It is a sensitive case, involving judicial authorities on both sides of the Atlantic. French investigators opened a preliminary probe in June into "aggravated money laundering," as confirmed to Le Monde by the Paris prosecutor's office. The investigation examines several suspicious financial flows made between 2019 and 2021 through TCR International Limited, registered in Cyprus. At that time, TCR International carried out investment transactions on behalf of its clients with BNP Paribas Securities Services, a branch of the French group BNP Paribas, as its banking partner.
The judicial procedure – supervised by the National Jurisdiction for Combating Organized Crime (JUNALCO), a specialized inter-regional court of the prosecutor's office – has been entrusted to the judicial investigations department of the Finance Ministry, known as SEJF. "Over the period from 2019 to 2021, several hundred million euros and dollars allegedly circulated through TCR International's cash accounts in France, corresponding to funds of potentially dubious origin and/or flows with no explicit economic logic," said the Paris prosecutor's office.
The previously unreported amounts involved exceed €220 million. The identity of TCR's clients is also at the heart of the investigation.

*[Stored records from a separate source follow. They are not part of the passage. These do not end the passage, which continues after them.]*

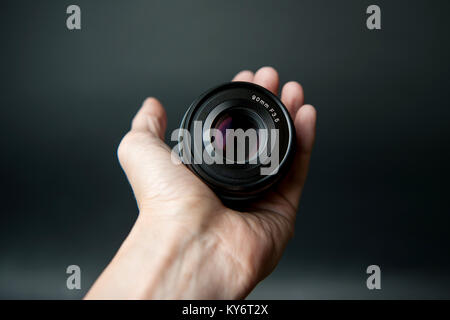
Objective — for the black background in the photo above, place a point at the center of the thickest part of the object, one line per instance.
(377, 192)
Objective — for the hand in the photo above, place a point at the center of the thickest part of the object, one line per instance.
(185, 242)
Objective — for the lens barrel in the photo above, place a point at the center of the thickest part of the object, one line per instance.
(246, 108)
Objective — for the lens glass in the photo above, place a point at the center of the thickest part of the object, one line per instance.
(239, 128)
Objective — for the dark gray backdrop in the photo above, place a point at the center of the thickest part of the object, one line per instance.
(377, 192)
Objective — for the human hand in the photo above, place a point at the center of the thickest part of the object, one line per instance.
(186, 243)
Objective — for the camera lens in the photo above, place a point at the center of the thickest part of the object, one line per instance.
(238, 138)
(232, 120)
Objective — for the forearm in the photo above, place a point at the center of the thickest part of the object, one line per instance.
(161, 262)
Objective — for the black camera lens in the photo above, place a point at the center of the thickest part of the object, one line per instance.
(238, 138)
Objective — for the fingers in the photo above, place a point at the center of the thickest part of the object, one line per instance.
(267, 77)
(244, 75)
(292, 97)
(151, 118)
(305, 126)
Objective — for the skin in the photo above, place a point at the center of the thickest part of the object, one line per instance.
(185, 243)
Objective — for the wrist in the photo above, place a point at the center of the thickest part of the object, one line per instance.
(187, 259)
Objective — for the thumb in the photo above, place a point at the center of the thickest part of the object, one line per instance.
(151, 118)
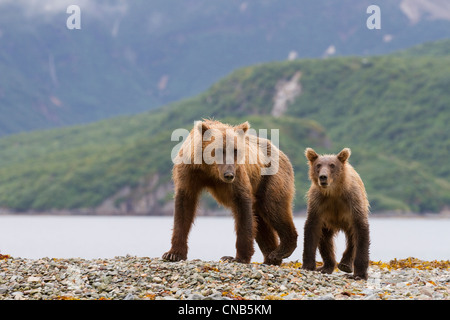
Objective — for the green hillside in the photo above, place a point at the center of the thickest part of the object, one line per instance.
(392, 111)
(132, 56)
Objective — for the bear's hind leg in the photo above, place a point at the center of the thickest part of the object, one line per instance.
(185, 205)
(346, 263)
(267, 240)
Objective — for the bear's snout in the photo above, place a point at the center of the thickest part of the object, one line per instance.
(228, 176)
(323, 180)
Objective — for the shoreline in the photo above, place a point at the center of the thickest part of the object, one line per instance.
(143, 278)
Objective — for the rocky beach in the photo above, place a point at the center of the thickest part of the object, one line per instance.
(142, 278)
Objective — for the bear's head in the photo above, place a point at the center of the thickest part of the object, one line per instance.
(223, 147)
(325, 170)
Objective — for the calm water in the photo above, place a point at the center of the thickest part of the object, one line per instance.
(210, 238)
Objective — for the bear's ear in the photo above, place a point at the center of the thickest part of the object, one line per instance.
(243, 126)
(344, 155)
(311, 155)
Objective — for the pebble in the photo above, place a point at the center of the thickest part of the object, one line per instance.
(142, 278)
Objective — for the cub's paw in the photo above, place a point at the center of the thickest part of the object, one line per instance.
(309, 266)
(233, 259)
(273, 259)
(358, 276)
(345, 267)
(169, 256)
(326, 269)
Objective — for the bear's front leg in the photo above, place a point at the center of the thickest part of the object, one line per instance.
(185, 205)
(312, 234)
(244, 225)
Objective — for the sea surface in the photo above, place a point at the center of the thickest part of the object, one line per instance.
(92, 237)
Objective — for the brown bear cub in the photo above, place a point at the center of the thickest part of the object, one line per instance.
(337, 201)
(261, 204)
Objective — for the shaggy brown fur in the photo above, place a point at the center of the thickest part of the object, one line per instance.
(261, 204)
(337, 200)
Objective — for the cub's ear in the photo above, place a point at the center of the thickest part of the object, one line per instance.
(311, 155)
(243, 126)
(344, 155)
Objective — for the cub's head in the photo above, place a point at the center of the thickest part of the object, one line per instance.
(325, 170)
(223, 147)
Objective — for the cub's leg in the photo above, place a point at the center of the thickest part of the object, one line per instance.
(348, 257)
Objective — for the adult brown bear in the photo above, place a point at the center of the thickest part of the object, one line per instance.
(259, 197)
(337, 200)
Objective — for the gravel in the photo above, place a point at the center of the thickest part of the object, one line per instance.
(142, 278)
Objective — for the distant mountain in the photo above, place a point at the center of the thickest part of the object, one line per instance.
(392, 111)
(131, 56)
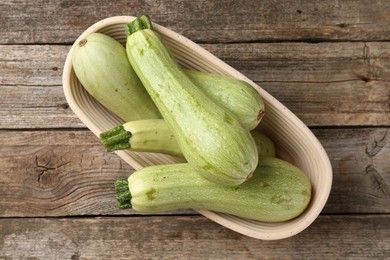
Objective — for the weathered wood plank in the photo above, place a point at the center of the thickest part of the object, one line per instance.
(68, 173)
(324, 84)
(202, 21)
(189, 237)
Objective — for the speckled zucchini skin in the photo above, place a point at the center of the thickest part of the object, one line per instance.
(240, 98)
(278, 191)
(102, 67)
(212, 140)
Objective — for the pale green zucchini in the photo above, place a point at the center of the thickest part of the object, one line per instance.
(240, 98)
(154, 135)
(265, 146)
(212, 140)
(101, 65)
(278, 191)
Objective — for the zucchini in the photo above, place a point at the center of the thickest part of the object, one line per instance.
(154, 135)
(278, 191)
(237, 96)
(265, 146)
(101, 65)
(212, 140)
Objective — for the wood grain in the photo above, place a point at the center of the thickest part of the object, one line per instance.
(68, 173)
(326, 84)
(188, 237)
(202, 21)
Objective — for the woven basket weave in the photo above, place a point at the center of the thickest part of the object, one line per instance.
(294, 141)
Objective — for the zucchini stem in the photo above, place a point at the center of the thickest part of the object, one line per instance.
(116, 139)
(122, 194)
(140, 23)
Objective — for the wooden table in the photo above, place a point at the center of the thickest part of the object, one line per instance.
(327, 61)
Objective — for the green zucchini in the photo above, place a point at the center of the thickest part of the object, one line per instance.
(237, 96)
(101, 65)
(154, 135)
(265, 146)
(212, 140)
(278, 191)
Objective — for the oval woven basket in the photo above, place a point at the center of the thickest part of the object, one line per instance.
(293, 140)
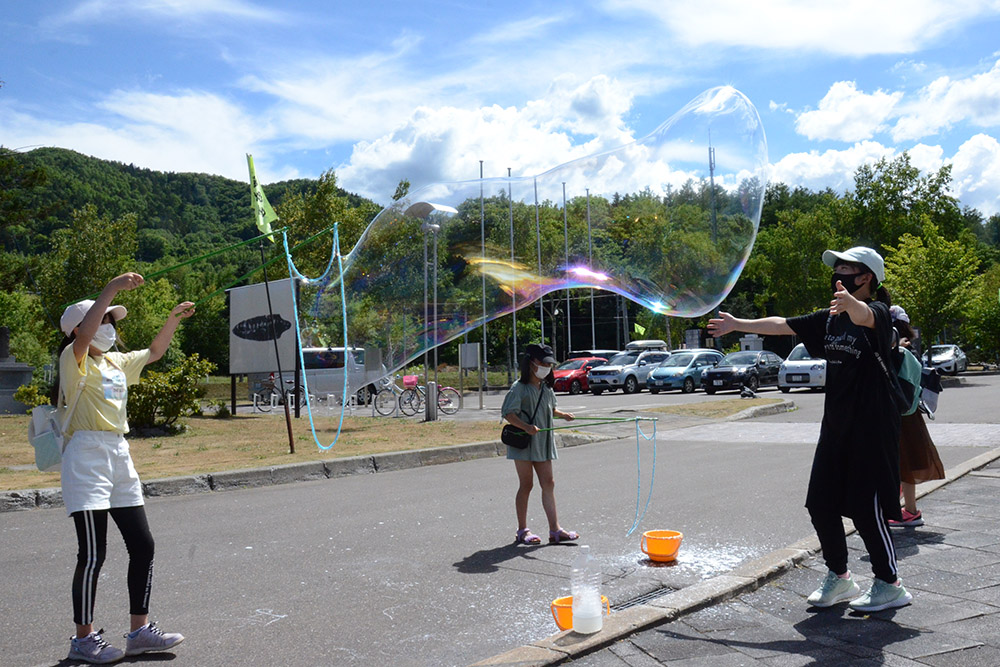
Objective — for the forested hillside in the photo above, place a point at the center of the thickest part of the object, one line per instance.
(69, 222)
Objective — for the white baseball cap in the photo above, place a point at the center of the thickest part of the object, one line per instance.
(858, 255)
(75, 313)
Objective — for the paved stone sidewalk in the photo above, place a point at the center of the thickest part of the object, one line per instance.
(951, 565)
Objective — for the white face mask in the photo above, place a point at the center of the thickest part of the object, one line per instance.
(104, 338)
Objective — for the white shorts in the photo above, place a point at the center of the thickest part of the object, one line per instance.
(98, 474)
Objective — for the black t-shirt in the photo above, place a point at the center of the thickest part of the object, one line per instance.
(858, 449)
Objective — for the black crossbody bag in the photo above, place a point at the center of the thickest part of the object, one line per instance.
(514, 437)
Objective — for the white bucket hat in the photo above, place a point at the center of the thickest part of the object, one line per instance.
(858, 255)
(75, 313)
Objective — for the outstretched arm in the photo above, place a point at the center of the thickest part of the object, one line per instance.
(88, 327)
(766, 326)
(162, 341)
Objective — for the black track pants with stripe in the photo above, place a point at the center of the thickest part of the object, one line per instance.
(91, 535)
(874, 531)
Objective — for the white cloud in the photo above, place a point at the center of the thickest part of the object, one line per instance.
(847, 114)
(100, 11)
(946, 102)
(834, 169)
(976, 173)
(445, 144)
(975, 168)
(850, 27)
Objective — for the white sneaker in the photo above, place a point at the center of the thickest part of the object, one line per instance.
(833, 590)
(94, 649)
(882, 596)
(150, 638)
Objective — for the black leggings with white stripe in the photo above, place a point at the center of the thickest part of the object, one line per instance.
(874, 530)
(91, 535)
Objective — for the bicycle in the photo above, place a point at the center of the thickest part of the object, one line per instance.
(449, 400)
(387, 398)
(268, 395)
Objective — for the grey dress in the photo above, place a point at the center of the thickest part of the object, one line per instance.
(521, 399)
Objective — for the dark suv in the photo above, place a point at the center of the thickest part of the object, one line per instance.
(748, 368)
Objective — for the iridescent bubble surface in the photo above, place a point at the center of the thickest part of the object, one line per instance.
(667, 221)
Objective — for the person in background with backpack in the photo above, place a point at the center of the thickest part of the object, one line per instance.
(98, 476)
(918, 457)
(855, 471)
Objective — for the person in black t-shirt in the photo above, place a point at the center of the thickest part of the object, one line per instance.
(855, 471)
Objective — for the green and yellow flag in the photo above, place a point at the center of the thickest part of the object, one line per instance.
(264, 215)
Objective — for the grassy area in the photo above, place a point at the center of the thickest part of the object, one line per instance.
(719, 409)
(246, 441)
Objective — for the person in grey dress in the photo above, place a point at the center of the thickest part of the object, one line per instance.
(531, 395)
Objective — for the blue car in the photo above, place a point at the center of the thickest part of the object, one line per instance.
(682, 370)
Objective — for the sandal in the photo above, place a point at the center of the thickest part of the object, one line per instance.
(525, 536)
(557, 536)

TCR International Limited is a brokerage firm that sells financial market investment advisory services and manages funds on an international scale. Its clients include companies and high-net-worth individuals. From January 2019 to January 2022, BNP Paribas Securities Services provided this Cypriot entity with "custody services" – a service consisting of safeguarding shares and bonds on behalf of institutional clients in dedicated "cash or securities accounts." Along with other big international banks, BNP Paribas is one of the world's major providers of this type of service.

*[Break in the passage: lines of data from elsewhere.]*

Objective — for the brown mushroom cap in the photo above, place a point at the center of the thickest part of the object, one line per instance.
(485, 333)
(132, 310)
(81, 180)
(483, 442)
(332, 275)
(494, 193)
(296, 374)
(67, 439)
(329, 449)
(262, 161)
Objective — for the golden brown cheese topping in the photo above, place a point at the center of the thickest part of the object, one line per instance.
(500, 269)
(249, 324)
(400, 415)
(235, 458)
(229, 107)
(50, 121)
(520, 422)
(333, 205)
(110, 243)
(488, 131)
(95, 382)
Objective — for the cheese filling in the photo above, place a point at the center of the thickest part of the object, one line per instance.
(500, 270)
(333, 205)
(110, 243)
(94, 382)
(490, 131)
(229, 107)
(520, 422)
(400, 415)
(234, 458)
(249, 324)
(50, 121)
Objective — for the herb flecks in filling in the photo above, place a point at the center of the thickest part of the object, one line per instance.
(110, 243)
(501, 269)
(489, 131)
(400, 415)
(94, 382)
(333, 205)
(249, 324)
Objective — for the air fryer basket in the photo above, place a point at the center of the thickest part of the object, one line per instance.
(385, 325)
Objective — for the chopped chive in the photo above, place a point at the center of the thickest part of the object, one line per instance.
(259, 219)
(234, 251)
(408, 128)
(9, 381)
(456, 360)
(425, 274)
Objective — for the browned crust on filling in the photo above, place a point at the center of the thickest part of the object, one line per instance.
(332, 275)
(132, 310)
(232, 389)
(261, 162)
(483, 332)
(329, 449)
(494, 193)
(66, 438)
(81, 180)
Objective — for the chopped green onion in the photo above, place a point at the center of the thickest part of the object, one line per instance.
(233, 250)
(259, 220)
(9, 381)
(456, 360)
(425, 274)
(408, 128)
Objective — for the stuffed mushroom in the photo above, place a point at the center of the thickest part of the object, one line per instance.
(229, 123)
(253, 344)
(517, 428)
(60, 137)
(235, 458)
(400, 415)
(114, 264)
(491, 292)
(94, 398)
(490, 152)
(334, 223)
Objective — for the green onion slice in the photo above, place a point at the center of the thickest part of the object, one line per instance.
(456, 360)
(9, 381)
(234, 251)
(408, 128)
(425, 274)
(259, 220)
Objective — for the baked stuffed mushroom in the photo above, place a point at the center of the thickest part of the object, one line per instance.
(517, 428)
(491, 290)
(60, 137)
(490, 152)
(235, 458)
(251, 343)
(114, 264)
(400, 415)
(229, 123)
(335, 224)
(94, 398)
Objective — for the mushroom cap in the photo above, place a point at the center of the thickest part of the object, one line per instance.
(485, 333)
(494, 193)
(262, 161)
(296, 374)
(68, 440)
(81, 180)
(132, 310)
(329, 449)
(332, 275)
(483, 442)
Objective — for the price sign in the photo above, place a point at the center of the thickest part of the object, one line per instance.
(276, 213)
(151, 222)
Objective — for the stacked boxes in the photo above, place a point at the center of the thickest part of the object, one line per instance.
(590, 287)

It was in the context of this contract that suspicious transactions involving TCR International came to the French judiciary's attention, which began investigating the origin and destination of the funds. The investigators did not, however, come across these transactions by chance. It all began with an investigation by the United States federal government, which has been looking into the financial networks used by the Wagner Group and its former leader, Yevgeny Prigozhin, who died last August in the crash of his private jet. The American investigators have sought to identify financial intermediaries who may have been involved in such transactions. In this context, their attention has been focused on certain flows linked to TCR International and having transited through BNP Paribas Securities Services. A task that is made all the more complex by the potential use of shell companies.